What’s the healthiest food in the world?


Ask different expert nutritionists and you get very different answers. Almonds, spinach, blueberries …

There are many to choose from but if there was one food which contained all the vitamins, minerals, carbs, fats, proteins and fibre in the right proportions, we’d all be eating it.

But that doesn’t stop expert nutritionists making a list. Google it and you’ll see. The 10 healthiest foods in the world, The 12 Most Nutritious Foods on Earth, Dr Susan McLaker’s 15 Healthiest Foods… and most have come up with very different lists.

Some are totally vegan, others suggest fish, liver, fish livers – and even pork fat!

The BBC Future website makes a valiant attempt but unhelpfully comes up with a list of the 100 most nutritious foods and still misses out some of the “top superfoods” listed by other nutritionists.

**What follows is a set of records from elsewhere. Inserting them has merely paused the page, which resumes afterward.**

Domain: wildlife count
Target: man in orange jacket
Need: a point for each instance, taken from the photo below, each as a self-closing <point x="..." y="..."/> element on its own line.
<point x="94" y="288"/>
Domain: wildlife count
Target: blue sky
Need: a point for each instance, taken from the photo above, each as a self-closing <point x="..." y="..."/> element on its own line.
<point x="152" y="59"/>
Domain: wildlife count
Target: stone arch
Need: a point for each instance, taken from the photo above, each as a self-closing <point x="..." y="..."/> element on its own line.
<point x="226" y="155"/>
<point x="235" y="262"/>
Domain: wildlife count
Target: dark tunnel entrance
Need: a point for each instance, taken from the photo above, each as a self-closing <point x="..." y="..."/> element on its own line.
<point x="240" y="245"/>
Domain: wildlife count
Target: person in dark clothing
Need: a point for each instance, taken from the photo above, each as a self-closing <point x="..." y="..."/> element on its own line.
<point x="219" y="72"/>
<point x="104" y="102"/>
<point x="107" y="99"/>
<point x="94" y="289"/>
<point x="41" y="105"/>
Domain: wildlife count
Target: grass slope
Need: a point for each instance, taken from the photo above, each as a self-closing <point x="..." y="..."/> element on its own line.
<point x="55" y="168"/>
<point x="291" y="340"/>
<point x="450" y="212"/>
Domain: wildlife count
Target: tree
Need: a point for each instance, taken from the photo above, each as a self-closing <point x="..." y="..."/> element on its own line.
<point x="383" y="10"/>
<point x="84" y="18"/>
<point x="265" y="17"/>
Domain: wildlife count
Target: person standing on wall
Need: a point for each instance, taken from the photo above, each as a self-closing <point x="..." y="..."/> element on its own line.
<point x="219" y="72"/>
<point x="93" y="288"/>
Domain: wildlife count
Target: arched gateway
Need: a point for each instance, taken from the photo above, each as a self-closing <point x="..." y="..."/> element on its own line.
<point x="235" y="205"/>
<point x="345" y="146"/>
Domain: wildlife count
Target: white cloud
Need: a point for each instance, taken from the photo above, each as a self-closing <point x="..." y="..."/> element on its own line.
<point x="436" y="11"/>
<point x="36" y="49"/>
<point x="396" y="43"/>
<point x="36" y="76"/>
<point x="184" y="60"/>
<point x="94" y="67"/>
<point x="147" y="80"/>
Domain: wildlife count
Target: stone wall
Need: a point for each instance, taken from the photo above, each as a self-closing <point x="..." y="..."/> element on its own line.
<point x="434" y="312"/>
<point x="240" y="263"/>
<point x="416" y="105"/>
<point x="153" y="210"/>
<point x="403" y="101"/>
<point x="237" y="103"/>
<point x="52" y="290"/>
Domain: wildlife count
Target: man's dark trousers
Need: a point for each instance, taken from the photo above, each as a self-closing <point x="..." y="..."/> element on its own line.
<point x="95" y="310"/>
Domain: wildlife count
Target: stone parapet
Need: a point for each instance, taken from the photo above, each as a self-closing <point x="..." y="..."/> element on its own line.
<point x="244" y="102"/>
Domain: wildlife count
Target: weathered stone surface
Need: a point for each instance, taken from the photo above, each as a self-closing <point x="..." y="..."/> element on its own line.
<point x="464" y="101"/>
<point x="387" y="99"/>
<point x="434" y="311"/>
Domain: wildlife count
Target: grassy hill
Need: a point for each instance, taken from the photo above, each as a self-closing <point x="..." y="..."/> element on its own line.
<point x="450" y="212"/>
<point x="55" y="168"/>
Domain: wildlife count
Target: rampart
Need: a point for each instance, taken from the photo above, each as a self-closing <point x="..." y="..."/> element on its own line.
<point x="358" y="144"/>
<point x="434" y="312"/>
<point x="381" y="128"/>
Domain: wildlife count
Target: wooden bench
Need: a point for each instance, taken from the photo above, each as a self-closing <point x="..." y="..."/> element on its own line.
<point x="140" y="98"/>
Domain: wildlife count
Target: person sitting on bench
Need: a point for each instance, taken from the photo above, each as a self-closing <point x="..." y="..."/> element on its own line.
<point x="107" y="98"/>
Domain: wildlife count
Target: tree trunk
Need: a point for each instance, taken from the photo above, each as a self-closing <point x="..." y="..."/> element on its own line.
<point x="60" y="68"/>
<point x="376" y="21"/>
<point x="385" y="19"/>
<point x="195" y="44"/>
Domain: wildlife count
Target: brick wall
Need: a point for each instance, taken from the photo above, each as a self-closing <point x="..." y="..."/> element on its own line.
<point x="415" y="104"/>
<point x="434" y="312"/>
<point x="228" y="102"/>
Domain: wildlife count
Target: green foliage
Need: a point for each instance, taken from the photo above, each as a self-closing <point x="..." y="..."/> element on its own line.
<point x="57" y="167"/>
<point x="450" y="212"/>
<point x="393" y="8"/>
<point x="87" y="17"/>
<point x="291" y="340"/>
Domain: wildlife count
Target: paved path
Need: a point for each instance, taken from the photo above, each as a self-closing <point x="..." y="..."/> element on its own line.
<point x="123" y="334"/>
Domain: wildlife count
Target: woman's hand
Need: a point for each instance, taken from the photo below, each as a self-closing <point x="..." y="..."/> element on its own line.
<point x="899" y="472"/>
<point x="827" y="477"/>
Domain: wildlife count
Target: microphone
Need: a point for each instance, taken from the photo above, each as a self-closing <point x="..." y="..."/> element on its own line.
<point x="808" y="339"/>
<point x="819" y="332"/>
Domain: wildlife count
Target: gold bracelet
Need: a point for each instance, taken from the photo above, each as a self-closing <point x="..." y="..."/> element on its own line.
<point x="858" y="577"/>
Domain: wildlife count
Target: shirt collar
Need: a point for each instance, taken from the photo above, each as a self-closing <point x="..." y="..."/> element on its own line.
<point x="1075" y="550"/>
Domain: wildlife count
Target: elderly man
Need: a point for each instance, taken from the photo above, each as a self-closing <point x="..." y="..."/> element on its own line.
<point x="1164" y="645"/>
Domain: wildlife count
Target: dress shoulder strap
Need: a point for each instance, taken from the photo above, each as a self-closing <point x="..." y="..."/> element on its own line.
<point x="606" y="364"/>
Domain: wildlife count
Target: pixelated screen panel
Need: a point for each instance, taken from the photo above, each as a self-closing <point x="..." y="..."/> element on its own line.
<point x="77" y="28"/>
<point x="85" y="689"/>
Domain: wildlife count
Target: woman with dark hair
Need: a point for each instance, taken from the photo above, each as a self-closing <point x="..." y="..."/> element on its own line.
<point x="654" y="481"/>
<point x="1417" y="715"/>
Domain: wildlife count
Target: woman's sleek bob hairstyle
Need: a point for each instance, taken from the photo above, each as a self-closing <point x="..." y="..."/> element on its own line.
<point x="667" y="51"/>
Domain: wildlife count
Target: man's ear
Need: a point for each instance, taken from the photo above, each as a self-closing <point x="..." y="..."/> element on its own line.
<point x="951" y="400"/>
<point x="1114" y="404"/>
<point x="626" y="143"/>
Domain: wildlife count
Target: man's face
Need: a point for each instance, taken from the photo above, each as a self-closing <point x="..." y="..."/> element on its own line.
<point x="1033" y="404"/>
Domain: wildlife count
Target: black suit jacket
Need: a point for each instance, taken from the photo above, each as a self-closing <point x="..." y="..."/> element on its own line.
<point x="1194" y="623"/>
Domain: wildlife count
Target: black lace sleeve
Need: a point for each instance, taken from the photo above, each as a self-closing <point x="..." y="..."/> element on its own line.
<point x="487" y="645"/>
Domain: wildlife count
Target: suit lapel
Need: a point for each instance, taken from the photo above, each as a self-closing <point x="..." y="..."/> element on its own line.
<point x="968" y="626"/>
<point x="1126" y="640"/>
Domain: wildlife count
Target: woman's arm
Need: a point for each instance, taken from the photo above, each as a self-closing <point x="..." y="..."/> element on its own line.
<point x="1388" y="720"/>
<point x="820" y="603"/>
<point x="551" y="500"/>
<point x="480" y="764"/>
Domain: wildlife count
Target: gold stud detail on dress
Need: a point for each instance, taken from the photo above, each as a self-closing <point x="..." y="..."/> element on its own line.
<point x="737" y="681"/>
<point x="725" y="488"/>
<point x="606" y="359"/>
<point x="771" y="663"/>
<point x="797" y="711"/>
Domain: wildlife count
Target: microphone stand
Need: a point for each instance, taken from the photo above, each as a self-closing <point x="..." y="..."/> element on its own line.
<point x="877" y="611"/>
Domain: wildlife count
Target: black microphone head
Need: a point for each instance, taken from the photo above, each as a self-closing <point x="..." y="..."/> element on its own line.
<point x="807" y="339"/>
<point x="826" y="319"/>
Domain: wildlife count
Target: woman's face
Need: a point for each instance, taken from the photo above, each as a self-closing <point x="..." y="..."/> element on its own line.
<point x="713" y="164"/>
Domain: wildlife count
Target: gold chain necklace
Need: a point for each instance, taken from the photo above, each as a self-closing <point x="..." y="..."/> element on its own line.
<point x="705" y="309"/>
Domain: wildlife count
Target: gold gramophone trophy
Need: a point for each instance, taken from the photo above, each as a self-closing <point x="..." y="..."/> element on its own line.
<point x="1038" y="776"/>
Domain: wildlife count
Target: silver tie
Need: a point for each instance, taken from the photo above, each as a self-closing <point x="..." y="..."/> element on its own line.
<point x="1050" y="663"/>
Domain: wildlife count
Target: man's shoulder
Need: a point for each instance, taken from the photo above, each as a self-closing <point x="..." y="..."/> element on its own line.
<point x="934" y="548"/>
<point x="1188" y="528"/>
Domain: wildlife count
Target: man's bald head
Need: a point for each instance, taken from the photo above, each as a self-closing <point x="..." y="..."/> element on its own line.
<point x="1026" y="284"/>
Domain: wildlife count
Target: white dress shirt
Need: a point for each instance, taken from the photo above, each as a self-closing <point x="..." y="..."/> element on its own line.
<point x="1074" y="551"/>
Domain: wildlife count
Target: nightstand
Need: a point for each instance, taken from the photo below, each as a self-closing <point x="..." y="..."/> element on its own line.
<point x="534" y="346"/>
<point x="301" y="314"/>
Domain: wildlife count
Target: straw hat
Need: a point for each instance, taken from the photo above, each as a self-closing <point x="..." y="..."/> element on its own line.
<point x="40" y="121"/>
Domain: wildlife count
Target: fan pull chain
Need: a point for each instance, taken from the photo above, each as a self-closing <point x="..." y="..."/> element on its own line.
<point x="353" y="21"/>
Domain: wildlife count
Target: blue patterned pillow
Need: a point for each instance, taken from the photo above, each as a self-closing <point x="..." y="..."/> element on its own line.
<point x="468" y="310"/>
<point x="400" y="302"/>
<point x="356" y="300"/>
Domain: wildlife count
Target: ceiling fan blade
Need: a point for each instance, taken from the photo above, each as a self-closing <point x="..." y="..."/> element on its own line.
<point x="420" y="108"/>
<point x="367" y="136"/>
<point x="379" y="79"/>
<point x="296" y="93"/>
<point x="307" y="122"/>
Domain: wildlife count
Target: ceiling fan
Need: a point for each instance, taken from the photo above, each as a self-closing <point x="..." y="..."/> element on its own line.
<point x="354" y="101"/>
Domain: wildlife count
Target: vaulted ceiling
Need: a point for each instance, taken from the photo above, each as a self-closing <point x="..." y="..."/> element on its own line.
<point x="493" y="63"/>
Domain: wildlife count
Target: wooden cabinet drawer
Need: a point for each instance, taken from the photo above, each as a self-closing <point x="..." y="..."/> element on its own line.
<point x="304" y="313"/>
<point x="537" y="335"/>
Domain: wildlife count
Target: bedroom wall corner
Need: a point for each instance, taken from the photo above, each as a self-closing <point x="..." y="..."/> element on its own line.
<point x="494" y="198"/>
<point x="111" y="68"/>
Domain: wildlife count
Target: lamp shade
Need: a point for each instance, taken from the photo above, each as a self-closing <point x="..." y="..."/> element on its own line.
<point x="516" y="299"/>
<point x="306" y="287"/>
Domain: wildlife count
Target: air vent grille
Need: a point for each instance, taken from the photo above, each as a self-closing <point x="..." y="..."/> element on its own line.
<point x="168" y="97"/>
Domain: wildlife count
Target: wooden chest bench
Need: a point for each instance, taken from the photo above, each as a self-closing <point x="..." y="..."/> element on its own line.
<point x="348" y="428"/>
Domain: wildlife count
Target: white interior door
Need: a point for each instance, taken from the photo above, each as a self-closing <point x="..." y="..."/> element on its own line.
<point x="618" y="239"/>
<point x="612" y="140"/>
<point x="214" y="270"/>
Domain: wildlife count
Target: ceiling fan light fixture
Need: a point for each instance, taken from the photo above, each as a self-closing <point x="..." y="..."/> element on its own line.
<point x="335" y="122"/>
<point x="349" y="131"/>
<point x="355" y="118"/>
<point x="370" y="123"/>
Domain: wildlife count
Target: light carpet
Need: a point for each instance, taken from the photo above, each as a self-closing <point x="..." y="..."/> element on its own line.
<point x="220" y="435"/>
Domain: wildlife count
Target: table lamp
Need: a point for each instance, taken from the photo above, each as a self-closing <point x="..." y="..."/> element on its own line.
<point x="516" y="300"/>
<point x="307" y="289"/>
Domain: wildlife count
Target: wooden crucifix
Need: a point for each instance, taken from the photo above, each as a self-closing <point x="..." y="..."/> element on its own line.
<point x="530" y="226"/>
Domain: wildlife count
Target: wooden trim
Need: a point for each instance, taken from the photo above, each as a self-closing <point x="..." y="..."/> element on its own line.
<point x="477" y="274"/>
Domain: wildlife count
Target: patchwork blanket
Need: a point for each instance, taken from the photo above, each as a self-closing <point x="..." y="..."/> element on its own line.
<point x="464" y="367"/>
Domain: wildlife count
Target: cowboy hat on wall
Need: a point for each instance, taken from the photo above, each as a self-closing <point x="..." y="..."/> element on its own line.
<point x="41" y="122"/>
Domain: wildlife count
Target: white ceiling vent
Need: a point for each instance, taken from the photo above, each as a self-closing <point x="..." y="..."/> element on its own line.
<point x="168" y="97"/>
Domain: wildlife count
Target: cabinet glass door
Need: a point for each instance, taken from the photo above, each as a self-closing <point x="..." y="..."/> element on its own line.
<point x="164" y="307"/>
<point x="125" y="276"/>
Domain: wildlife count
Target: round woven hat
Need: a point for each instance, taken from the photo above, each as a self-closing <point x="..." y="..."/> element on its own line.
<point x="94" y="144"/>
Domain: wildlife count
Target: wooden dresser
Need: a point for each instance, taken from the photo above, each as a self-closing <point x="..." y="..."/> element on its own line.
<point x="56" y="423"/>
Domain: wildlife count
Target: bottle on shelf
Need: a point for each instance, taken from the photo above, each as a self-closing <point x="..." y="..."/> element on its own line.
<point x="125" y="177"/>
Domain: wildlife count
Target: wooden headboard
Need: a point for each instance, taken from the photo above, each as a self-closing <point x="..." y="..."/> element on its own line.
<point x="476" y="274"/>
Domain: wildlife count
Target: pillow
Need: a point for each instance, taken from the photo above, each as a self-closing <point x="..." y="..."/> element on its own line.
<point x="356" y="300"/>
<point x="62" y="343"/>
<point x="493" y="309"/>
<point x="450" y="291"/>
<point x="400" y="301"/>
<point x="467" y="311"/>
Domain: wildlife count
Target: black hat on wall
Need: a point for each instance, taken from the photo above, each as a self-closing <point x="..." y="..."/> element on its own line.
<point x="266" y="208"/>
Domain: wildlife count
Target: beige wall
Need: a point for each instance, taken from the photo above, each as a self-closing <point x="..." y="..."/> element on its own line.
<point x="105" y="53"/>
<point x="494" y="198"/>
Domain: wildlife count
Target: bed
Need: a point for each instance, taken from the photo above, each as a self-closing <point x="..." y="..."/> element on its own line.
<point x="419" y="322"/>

Yet between them, they’ve actually told the truth of the matter. Between them, they make the point that there is no such thing as "the healthiest food in the world". No single food contains everything a typical human needs for a balanced diet. And that leads us to a pretty good answer.

The nutrients we need 

The key message we can take from all this confusion: we need a varied diet to get the nutrients we need in a reasonable balance.

And the make-up of that diet, looks a bit like this, based on where the % of calories come from:

  • Protein 10-35%
  • Fat          20-35%
  • Carbohydrate    45-55%

We also need fibre. The importance accorded to this is increasing rapidly as scientists learn more about how microbes help us digest food. Typically, we’re talking about at least 30g a day for an average adult - whatever one of those is.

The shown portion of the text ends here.